Борис Кац в докладе «Невнятная музыкальная реалия в литературном тексте»[135] предложил убедительный и изящный комментарий к двум текстам, в каждом из которых поверхностный взгляд отыскал бы отсылку к совершенно определенному музыкальному произведению, на самом же деле имеется в виду нечто совсем иное. В стихотворении Г. Адамовича «Печально-желтая луна…» (1921) комментатор-верхогляд обратил бы внимание на имя Гудруна, упоминание Рейна и германских лесов и, усмотрев в этом отсылку к Вагнеру и «валгалльским дрязгам» (выражение П. И. Чайковского), ограничился бы указанием на реминисценцию из «Кольца Нибелунгов». Меж тем детальный анализ, произведенный докладчиком, показал, что на самом деле в операх Вагнера ситуация, подобная той, какая описана в этом стихотворении, отсутствует; псевдовагнеровские мотивы прикрывают отсылку к совсем иной, вполне реальной исторической ситуации — расстрелу Гумилева, иначе говоря, невнятность музыкальной реалии становится ширмой для политической аллюзии. В самом начале «Анны Карениной» в описании сна Стивы Облонского тоже имеется отсылка к музыкальному произведению, имеющая на первый взгляд вполне ясный и очевидный характер: «Il mio tesoro» — это ария дона Оттавио из «Дон Жуана» Моцарта.

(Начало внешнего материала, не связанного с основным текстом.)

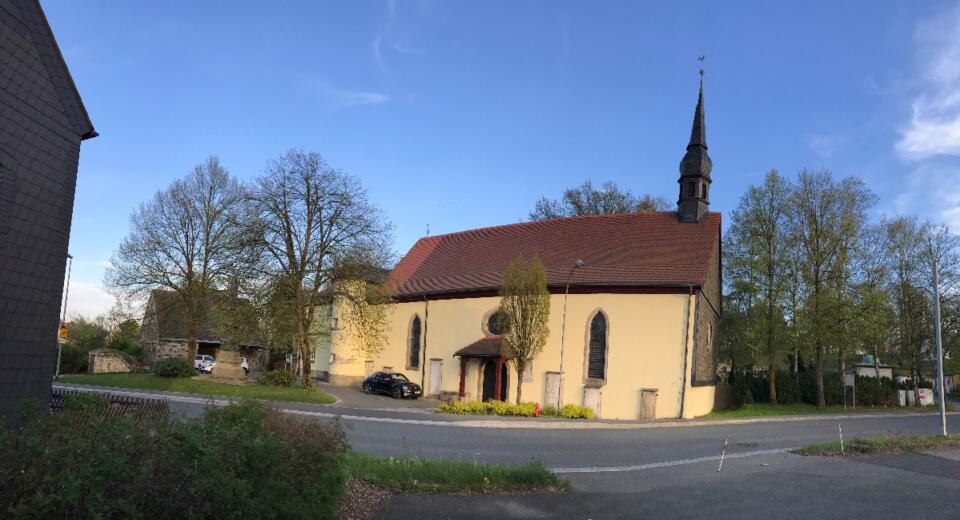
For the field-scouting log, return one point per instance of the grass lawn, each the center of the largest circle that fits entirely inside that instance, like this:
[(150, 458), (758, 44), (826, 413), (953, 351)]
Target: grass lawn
[(193, 386), (415, 475), (765, 409), (856, 447)]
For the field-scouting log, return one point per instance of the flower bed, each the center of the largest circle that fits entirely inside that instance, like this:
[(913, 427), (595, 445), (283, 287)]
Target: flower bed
[(569, 411)]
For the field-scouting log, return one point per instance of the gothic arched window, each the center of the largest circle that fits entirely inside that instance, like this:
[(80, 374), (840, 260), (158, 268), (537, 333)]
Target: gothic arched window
[(597, 348), (415, 343)]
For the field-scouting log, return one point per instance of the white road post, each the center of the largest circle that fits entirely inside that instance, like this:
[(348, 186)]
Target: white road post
[(840, 428), (63, 316), (723, 453)]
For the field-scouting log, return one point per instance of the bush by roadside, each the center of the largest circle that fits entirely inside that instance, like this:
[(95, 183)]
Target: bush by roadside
[(241, 461), (878, 445), (569, 411), (277, 378), (173, 367)]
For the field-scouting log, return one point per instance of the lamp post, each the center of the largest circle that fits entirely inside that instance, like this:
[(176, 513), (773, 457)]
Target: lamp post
[(937, 334), (563, 328), (63, 315)]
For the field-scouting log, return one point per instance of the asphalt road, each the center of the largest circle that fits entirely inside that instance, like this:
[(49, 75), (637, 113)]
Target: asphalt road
[(665, 472), (593, 448)]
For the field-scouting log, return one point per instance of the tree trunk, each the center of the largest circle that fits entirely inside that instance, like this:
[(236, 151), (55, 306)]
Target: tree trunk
[(303, 345), (821, 399), (772, 378), (193, 330), (771, 356), (519, 384)]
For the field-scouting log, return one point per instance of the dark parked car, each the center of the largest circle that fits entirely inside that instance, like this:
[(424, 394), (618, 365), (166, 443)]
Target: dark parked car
[(391, 383)]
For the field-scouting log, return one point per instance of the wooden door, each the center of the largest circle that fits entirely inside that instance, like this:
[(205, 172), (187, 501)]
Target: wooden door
[(436, 370)]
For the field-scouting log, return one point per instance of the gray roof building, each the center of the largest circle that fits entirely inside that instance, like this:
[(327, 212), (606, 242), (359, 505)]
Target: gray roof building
[(42, 122)]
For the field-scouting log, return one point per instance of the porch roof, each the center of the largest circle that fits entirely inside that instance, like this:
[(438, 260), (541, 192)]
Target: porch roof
[(486, 347)]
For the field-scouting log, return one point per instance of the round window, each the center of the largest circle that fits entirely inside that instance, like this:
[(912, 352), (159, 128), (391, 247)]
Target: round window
[(497, 323)]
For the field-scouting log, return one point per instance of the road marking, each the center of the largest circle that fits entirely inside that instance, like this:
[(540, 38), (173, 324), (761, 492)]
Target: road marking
[(668, 463), (506, 424)]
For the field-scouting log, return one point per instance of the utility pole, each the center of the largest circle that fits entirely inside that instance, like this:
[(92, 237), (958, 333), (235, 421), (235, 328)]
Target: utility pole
[(563, 329), (937, 335), (63, 315)]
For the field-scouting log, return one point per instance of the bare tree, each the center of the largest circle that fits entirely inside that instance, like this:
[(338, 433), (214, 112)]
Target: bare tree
[(587, 200), (526, 303), (185, 239), (317, 228)]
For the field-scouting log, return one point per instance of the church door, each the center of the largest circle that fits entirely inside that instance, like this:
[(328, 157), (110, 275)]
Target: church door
[(490, 380)]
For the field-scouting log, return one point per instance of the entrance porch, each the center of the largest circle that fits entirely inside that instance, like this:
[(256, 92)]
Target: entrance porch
[(491, 356)]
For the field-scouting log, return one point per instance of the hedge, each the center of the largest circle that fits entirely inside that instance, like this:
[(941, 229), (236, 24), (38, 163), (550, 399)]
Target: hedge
[(173, 367), (802, 388), (240, 461)]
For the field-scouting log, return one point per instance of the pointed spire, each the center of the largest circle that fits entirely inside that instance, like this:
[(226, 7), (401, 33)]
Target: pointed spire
[(695, 168), (698, 135)]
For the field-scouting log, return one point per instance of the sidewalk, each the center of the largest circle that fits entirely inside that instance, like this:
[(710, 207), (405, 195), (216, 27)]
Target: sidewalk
[(423, 415)]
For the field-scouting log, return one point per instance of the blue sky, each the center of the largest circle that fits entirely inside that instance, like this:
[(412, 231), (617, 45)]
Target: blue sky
[(462, 114)]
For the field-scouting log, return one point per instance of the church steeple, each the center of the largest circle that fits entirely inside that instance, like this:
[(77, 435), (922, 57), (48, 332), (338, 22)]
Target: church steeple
[(694, 202)]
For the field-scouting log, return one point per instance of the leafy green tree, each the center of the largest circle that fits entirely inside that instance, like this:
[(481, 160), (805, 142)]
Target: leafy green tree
[(758, 244), (826, 218), (585, 199), (525, 302)]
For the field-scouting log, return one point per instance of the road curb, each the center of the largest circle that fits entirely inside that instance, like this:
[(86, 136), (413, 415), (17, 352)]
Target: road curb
[(501, 423)]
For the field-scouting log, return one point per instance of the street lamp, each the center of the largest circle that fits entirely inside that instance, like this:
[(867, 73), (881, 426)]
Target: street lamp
[(563, 328), (63, 316)]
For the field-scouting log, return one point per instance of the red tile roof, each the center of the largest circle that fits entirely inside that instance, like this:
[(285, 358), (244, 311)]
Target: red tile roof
[(650, 249)]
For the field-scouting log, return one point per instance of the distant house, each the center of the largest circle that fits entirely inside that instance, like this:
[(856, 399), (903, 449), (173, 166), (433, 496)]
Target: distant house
[(42, 122), (164, 331), (868, 368)]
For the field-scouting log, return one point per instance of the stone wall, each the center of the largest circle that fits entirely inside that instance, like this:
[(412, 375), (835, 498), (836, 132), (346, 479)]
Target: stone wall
[(107, 362), (163, 349)]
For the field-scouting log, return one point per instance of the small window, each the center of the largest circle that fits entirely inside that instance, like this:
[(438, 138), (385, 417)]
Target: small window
[(528, 373), (415, 343), (597, 351), (498, 323)]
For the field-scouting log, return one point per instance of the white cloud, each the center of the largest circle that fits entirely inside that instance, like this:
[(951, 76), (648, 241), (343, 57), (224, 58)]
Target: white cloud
[(88, 300), (930, 141), (336, 98), (934, 127), (825, 145)]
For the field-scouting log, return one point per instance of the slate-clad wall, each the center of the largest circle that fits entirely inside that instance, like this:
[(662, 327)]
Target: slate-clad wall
[(39, 150)]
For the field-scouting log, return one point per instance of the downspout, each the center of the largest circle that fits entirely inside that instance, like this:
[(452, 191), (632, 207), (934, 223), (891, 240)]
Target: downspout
[(423, 363), (686, 350)]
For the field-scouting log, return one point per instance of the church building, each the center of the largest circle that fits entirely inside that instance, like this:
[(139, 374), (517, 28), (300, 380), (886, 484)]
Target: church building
[(635, 305)]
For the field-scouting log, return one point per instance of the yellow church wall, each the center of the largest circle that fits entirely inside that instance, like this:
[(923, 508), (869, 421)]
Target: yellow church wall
[(645, 349)]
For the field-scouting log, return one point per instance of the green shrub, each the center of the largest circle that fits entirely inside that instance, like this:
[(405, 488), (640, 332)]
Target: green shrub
[(241, 461), (570, 411), (73, 359), (277, 378), (173, 367)]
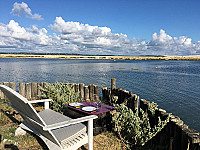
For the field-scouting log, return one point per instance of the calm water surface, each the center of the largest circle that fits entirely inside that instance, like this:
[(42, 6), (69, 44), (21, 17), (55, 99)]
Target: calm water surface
[(174, 85)]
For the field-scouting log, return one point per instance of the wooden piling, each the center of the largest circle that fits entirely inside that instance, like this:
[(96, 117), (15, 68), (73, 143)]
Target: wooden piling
[(39, 86), (33, 90), (86, 92), (96, 92), (12, 85), (28, 90), (22, 89), (76, 86), (1, 93), (81, 89), (113, 83), (6, 84), (91, 92)]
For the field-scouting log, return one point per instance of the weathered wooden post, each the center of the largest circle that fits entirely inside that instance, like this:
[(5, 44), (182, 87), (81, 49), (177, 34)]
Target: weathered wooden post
[(91, 91), (39, 86), (28, 90), (6, 84), (96, 92), (81, 88), (104, 89), (136, 102), (113, 83), (22, 89), (86, 92), (12, 85), (1, 93), (33, 90), (76, 87)]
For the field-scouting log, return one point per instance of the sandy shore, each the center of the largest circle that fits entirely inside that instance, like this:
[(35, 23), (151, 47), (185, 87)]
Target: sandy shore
[(164, 57)]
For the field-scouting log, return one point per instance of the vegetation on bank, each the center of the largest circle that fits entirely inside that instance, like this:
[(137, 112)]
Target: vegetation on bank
[(60, 93), (134, 129)]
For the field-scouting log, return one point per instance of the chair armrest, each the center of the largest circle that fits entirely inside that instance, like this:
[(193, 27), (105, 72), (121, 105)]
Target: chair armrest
[(69, 122), (46, 102)]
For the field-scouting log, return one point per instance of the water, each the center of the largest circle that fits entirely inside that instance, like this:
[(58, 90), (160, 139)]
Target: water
[(174, 85)]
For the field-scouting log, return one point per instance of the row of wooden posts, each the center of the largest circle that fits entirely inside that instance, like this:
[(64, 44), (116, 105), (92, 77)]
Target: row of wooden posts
[(32, 90), (175, 135)]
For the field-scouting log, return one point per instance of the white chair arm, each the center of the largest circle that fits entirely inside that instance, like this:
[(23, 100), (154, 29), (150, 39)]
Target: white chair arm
[(69, 122), (46, 102)]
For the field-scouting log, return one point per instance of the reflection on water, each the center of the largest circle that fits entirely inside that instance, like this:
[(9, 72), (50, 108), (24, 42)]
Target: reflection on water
[(174, 85)]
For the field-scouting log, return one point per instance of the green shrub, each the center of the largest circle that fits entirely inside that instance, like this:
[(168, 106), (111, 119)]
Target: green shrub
[(132, 128), (60, 93)]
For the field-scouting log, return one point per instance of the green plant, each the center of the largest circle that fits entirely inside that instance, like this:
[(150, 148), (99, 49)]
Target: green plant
[(153, 107), (60, 93), (132, 128)]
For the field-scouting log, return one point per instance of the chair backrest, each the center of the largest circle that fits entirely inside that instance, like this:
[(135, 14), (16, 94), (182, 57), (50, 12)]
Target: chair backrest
[(21, 104)]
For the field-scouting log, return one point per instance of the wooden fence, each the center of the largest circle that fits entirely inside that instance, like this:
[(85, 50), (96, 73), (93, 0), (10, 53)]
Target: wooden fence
[(32, 90), (175, 135)]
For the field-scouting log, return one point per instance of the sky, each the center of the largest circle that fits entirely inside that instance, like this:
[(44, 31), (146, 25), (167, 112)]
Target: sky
[(101, 27)]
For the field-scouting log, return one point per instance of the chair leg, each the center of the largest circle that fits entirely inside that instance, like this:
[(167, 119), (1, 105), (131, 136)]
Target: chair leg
[(90, 134)]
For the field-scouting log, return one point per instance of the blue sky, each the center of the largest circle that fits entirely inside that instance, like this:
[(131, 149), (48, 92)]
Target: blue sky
[(120, 27)]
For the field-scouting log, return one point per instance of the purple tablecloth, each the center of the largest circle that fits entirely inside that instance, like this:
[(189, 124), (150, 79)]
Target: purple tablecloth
[(102, 109)]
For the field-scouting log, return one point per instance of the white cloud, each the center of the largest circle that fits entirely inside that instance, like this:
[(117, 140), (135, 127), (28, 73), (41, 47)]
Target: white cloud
[(23, 9), (165, 44), (90, 38), (74, 37)]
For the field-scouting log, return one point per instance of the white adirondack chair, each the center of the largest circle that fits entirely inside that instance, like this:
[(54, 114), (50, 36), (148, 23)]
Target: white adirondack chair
[(59, 132)]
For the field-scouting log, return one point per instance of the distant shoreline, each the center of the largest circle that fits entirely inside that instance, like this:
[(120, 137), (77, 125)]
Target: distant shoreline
[(63, 56)]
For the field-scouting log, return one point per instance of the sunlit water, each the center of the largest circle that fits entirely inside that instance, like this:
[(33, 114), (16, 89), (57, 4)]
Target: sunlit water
[(174, 85)]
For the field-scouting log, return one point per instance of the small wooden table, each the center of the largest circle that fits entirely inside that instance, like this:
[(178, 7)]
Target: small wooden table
[(101, 124)]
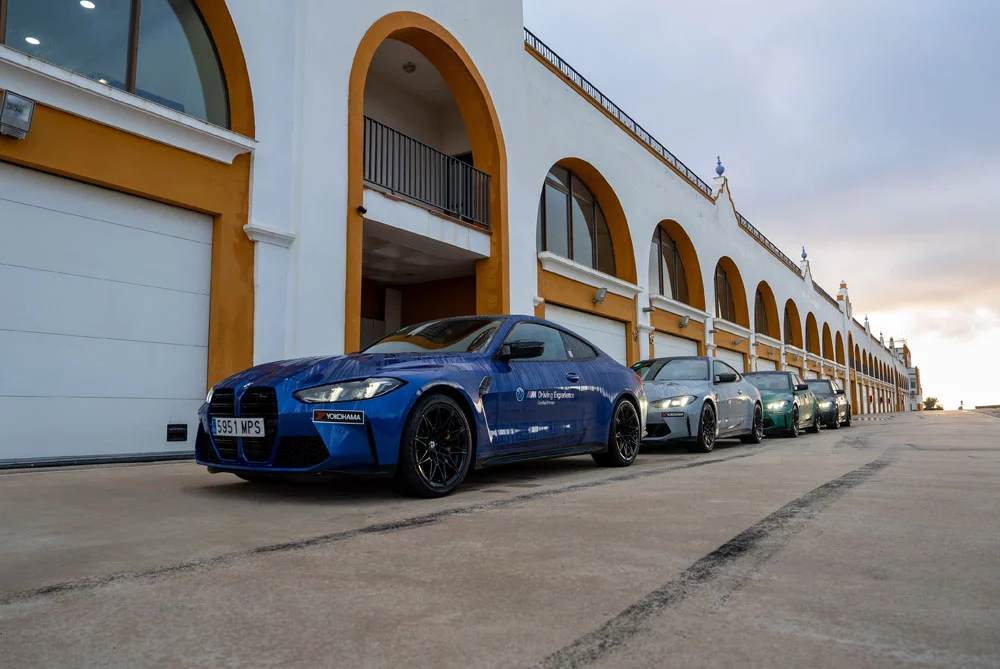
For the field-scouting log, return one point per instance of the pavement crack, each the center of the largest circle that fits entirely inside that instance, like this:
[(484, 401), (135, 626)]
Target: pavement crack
[(757, 543), (422, 520)]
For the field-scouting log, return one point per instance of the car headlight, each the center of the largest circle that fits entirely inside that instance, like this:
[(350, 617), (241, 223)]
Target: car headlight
[(673, 402), (348, 391)]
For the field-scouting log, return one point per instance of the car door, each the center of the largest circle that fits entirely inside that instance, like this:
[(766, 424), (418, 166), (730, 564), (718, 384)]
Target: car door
[(536, 403), (726, 396)]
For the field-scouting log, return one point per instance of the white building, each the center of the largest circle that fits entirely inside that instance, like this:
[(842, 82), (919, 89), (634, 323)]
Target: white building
[(207, 185)]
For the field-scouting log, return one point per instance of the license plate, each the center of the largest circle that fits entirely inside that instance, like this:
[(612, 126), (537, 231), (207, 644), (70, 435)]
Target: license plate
[(237, 427)]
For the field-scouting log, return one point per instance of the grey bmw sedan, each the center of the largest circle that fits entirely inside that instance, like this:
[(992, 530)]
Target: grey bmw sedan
[(699, 400)]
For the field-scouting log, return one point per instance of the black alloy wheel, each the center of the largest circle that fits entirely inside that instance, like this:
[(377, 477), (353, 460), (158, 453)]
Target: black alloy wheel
[(757, 430), (707, 427), (794, 432), (623, 438), (436, 449)]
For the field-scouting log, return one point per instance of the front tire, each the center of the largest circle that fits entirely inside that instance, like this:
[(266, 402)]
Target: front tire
[(707, 427), (435, 451), (624, 436), (757, 431)]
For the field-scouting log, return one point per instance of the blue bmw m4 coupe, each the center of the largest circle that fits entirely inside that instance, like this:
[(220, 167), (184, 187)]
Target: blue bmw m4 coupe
[(426, 404)]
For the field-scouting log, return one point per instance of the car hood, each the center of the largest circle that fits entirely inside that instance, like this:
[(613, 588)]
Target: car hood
[(775, 395), (307, 372), (657, 390)]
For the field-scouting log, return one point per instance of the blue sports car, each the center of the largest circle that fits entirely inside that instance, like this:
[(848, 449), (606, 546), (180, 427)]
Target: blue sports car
[(425, 404)]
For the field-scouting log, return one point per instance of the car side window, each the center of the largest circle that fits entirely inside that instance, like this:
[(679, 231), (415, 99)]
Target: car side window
[(555, 349), (577, 348)]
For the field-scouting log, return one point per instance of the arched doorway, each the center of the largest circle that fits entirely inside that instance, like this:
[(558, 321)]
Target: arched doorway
[(463, 163)]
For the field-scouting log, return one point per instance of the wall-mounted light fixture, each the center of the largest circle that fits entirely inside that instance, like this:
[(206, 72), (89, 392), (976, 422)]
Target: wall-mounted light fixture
[(16, 112)]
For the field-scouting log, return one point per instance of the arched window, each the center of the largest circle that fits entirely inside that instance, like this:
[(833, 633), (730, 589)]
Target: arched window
[(760, 315), (159, 50), (725, 303), (666, 269), (571, 223)]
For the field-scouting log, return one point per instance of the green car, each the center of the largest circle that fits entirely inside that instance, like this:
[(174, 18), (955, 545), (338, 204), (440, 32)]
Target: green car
[(789, 405)]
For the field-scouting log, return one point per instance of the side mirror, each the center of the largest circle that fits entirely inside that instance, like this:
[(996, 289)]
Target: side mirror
[(521, 350)]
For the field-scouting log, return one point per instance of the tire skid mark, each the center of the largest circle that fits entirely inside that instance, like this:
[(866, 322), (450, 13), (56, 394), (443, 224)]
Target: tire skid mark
[(757, 543), (198, 564)]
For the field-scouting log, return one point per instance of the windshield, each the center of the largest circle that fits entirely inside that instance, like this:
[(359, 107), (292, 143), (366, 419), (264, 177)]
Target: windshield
[(769, 381), (820, 387), (450, 335), (678, 369)]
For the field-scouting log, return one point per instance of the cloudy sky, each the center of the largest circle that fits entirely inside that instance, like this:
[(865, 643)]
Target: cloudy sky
[(866, 130)]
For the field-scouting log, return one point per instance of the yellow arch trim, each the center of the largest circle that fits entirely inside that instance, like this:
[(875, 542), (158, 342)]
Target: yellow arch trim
[(482, 124)]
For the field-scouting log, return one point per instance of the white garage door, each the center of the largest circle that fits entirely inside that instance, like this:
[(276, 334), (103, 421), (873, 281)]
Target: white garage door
[(103, 319), (665, 346), (732, 358), (604, 333), (765, 365)]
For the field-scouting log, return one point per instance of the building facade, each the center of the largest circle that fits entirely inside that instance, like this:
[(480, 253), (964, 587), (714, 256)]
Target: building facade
[(207, 185)]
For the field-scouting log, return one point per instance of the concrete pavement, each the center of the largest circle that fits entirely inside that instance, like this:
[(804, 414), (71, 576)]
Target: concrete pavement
[(870, 546)]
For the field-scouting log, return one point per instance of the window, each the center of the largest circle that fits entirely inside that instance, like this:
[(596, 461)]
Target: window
[(577, 348), (725, 304), (159, 50), (555, 350), (571, 223), (760, 315), (723, 368), (666, 269)]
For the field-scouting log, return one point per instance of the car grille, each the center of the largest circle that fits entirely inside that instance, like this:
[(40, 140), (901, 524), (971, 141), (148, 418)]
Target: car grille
[(224, 406), (260, 403), (300, 452), (203, 447)]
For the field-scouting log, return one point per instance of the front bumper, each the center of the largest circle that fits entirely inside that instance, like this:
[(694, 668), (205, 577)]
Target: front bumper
[(294, 442), (777, 421), (678, 424)]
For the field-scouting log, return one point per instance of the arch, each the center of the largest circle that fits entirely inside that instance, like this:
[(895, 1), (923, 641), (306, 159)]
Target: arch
[(827, 342), (688, 260), (765, 309), (220, 26), (729, 287), (614, 214), (489, 152), (792, 325), (812, 335)]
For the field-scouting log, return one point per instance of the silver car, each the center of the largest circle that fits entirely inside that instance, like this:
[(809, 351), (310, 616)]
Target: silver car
[(699, 400)]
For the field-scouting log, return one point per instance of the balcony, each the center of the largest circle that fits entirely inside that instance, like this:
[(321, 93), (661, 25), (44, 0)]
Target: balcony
[(400, 165)]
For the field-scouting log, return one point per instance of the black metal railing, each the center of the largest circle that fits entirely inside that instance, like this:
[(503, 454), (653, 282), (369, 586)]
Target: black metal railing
[(768, 244), (404, 166), (539, 47)]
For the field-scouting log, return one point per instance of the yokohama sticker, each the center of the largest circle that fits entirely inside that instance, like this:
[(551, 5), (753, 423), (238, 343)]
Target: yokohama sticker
[(344, 417)]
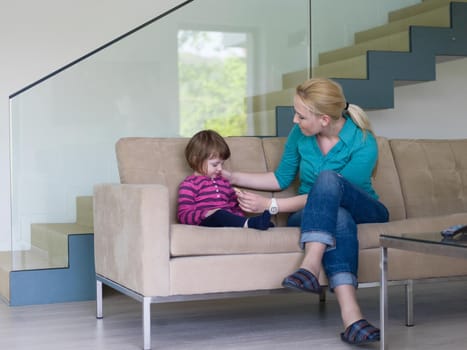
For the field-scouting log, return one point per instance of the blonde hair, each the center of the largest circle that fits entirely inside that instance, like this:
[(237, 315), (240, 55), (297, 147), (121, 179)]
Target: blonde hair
[(325, 96)]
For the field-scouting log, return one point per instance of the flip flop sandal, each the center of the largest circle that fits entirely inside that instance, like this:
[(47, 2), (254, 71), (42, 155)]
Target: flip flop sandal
[(360, 332), (304, 281)]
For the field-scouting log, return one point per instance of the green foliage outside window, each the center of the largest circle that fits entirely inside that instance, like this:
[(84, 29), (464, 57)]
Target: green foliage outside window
[(212, 93)]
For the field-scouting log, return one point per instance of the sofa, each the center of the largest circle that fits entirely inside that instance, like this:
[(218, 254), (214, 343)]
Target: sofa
[(142, 251)]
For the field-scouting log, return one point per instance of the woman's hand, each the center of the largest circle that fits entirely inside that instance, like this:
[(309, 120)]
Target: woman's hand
[(252, 203)]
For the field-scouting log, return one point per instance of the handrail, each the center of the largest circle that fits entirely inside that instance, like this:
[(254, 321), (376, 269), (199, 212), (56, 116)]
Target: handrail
[(82, 58)]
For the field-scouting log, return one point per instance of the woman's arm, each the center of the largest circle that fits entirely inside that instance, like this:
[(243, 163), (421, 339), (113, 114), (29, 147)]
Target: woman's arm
[(254, 203), (257, 181)]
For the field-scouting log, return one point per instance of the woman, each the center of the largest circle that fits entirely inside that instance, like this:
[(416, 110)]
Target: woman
[(334, 151)]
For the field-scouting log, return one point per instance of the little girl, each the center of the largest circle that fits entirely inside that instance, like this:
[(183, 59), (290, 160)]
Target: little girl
[(206, 198)]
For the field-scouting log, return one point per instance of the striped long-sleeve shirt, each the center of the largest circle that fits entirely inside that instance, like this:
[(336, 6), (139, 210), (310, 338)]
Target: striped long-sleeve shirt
[(199, 194)]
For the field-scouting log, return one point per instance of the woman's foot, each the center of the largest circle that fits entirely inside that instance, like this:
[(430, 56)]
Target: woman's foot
[(360, 332), (303, 280)]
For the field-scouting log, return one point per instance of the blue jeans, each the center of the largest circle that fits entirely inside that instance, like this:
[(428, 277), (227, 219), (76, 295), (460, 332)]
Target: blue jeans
[(333, 209)]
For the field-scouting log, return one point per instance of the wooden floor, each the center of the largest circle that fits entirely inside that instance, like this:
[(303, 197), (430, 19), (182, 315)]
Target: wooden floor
[(284, 321)]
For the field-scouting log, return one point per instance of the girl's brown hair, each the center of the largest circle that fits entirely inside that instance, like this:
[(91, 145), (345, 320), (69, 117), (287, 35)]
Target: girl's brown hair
[(204, 145)]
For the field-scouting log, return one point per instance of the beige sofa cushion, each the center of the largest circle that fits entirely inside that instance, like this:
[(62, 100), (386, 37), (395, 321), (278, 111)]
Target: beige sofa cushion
[(189, 240), (433, 175)]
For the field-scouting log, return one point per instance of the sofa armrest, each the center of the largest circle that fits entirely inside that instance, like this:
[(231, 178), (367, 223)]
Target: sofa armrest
[(131, 236)]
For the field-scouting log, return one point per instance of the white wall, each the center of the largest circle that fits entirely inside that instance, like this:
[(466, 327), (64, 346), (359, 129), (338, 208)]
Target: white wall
[(39, 37)]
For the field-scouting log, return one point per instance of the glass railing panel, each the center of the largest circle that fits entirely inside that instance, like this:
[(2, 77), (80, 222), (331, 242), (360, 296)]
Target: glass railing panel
[(209, 64), (336, 51)]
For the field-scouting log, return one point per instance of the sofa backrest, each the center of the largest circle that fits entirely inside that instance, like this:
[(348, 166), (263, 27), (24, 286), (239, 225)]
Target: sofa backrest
[(433, 175), (386, 181)]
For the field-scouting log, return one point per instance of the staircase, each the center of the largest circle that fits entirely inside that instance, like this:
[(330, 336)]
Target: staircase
[(59, 266), (403, 51)]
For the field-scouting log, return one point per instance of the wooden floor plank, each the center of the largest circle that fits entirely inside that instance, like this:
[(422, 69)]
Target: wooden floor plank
[(283, 321)]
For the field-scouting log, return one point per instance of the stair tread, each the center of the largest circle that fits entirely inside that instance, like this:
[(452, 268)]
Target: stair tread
[(425, 6), (439, 17), (393, 42)]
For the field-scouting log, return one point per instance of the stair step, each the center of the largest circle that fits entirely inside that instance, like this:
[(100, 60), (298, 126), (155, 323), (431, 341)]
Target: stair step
[(84, 214), (292, 79), (53, 239), (439, 17), (394, 42), (5, 268), (413, 10), (354, 67)]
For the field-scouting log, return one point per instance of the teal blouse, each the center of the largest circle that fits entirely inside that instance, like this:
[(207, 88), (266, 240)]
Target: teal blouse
[(354, 157)]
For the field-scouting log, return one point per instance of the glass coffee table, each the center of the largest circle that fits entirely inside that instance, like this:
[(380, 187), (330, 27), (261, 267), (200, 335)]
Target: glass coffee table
[(429, 243)]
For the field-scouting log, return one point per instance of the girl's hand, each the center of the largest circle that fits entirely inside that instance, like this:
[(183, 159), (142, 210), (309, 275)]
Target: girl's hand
[(227, 175), (252, 203)]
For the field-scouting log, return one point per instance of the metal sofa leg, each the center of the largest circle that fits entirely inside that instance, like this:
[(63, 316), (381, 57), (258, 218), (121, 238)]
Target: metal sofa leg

Однако дальше упоминается «что-то лучше, и какие-то графинчики, и они же женщины» — упоминание, в котором Кац опознал отсылку (куда менее очевидную) к вальсу Штрауса «Вино, женщины и пение» — ту самую музыкальную реалию, которая внятно будет проговорена у Толстого позже, в «Крейцеровой сонате». Напряжение между этими двумя мелодиями: арией добродетельного дона Оттавио и развеселым вальсом Штрауса — описывает весь диапазон психологических состояний Стивы; он мечтает об идеале, но нечувствительно выбирает «что-то лучше» — фривольность и комфорт.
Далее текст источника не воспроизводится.